Henri Lebasque, William Keith and Thaddeus Welch
Maxwell Galleries
For the most part this is an exhibition of period paintings from the gallery’s backlog of run-of-the-mill dealer’s items intermingled with a few works by contemporary artists who have had featured exhibitions here during the past year. The preponderance of wall space is, however, devoted to minor French and American genre painters of the turn of the century, also-ran Impressionists and a few diehard followers of Barbizon traditions. The eye-catcher on the main floor is a richly painted, buoyantly colorful still life of a fan and a bowl of fruit against an ornate Oriental tapestry by Henri Lebasque (1865–1937).
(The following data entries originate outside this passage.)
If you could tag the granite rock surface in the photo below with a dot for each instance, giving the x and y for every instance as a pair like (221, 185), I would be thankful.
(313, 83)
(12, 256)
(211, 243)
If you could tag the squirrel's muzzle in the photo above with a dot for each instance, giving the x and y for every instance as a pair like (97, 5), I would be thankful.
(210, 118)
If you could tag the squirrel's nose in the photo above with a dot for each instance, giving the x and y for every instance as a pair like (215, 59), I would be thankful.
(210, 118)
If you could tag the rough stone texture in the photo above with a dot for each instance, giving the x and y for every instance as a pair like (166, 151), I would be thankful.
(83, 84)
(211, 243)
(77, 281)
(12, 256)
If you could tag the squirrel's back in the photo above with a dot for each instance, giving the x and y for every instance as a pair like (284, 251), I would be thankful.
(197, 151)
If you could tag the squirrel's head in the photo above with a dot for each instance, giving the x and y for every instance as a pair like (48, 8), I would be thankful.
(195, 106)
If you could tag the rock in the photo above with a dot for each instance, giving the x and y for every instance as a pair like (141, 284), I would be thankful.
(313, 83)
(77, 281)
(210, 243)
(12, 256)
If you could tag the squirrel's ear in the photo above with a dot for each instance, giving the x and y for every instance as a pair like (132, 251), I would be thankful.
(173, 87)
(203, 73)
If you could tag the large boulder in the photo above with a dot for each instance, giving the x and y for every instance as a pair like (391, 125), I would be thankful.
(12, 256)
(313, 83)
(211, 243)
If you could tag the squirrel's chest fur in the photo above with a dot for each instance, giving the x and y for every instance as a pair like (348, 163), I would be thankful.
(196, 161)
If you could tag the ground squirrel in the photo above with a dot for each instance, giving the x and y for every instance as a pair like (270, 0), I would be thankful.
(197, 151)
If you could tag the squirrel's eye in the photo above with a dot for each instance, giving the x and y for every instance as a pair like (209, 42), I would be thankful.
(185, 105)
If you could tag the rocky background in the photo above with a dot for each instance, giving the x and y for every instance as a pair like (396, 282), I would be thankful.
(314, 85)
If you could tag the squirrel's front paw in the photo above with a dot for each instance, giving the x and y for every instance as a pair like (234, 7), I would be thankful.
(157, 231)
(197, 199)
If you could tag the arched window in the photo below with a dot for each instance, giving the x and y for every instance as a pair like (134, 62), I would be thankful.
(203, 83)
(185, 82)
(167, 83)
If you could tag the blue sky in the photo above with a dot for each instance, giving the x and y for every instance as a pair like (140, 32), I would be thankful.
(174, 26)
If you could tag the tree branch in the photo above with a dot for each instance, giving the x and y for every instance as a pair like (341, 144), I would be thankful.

Outstanding downstairs are a fine quasi-Barbizon rendering of a Monterey landscape by William Keith and a bucolic scene entitled “Marin County” by Thaddeus Welch. Welch was born in Indiana in 1844 and was taken by his parents to Oregon in 1847. In 1866 the young Welch settled in California as a printer, but a year later traveled to Europe to study painting, first in Munich and later in Paris. Returning to the United States Welch lived for a time in Boston and in New York and finally came back to California in 1892 to devote himself to landscape painting until his death in 1919. Much is written in popular surveys of the history of American art on the early East Coast painters, the New England primitives, the professional portraitists and marine painters of the Colonial and Revolutionary eras, the Hudson River landscapists. Little, however, has been collected in museums or popularly documented surveys concerning the primitive painters among the covered wagon era migrants to the West or of men like Welch, in the first generation of professional painters in the pioneer communities.